What type of products and/or features are manufacturers looking for today?
Today, manufacturers are looking for the most cost-effective solution for their application, while also looking for the highest speed possible to index a load for the least cost. In addition to these features’ customers expect a maintenance free long-life solution to last the full duration of a program without any maintenance requirements. High speed manufacturing is a driving factor with machines being fully automated and manufacturers are looking to eliminate the transfer time an index drive consumes in the process time. While looking at this, they also want to minimize the cost, so a delicate balance of index time versus cost of the unit is considered when they size an index drive.
What types of assembly applications typically rely on rotary indexers?

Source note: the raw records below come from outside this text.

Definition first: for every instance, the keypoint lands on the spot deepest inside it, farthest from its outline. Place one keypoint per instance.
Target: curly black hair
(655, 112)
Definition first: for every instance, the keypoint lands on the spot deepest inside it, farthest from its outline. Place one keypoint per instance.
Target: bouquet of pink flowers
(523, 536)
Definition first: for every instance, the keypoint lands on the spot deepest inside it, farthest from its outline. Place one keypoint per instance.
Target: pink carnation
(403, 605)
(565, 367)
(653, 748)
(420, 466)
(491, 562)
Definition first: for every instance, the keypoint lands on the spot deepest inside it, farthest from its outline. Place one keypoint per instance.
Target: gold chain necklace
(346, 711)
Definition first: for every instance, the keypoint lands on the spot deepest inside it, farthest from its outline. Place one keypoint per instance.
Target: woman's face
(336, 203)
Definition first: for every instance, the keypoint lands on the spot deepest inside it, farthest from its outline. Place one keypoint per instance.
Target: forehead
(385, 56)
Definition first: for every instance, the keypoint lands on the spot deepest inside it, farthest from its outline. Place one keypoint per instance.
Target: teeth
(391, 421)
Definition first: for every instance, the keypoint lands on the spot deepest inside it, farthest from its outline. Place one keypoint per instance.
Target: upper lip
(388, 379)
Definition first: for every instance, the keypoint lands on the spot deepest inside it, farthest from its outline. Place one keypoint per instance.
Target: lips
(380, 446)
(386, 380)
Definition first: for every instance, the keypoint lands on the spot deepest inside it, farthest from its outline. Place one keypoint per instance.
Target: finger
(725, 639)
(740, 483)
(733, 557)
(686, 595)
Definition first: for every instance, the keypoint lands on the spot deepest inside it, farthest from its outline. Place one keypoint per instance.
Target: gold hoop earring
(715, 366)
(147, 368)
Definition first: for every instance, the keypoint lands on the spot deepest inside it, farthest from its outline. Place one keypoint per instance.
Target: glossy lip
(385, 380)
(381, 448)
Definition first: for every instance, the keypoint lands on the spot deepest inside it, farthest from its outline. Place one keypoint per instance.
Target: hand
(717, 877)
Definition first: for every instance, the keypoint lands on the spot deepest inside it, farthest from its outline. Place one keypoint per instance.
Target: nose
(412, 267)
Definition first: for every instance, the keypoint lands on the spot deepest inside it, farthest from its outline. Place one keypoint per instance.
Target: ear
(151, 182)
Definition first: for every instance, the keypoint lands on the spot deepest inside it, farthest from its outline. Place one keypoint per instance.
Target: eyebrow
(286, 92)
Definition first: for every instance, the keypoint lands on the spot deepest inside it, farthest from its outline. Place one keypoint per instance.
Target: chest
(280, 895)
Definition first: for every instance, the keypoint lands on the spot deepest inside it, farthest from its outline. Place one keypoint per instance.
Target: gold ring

Assembly applications include medical applications like stint tubes, syringes, disposable medical equipment and surgical equipment. They include consumer goods like toothbrushes, floss, razor blades, pens, and cups. They include automobile manufacturing like the vehicle structure, glass installation, and powertrain assembly. They include heavy industrial machinery, like locomotives, medium and heavy-duty truck assembly, and industrial goods like steel fencing and steel goods.
Are you seeing any new or emerging applications?
Yes, we have seen applications in the medical field for covid-19 supplies and equipment from our medical machine building companies we work with. These applications are high paced and allow limited information to be shared. In addition to medical applications, we are supplying rotary indexers that are being utilized to build automated systems that are being used in the consumer product sector that have been affected by COVID 19 and the increased demand for online shopping.
What is your newest rotary indexing product? What makes it unique?
Our newest rotary indexing product is our TMF350. This revolutionary index drive is the smallest, most compact freely programmable index drives ever created. This unit has the torque and inertial load capacity of an index drive twice its size. It can fit nearly any small compact machine to provide high index speeds, and can be driven by a servo or stepper motor.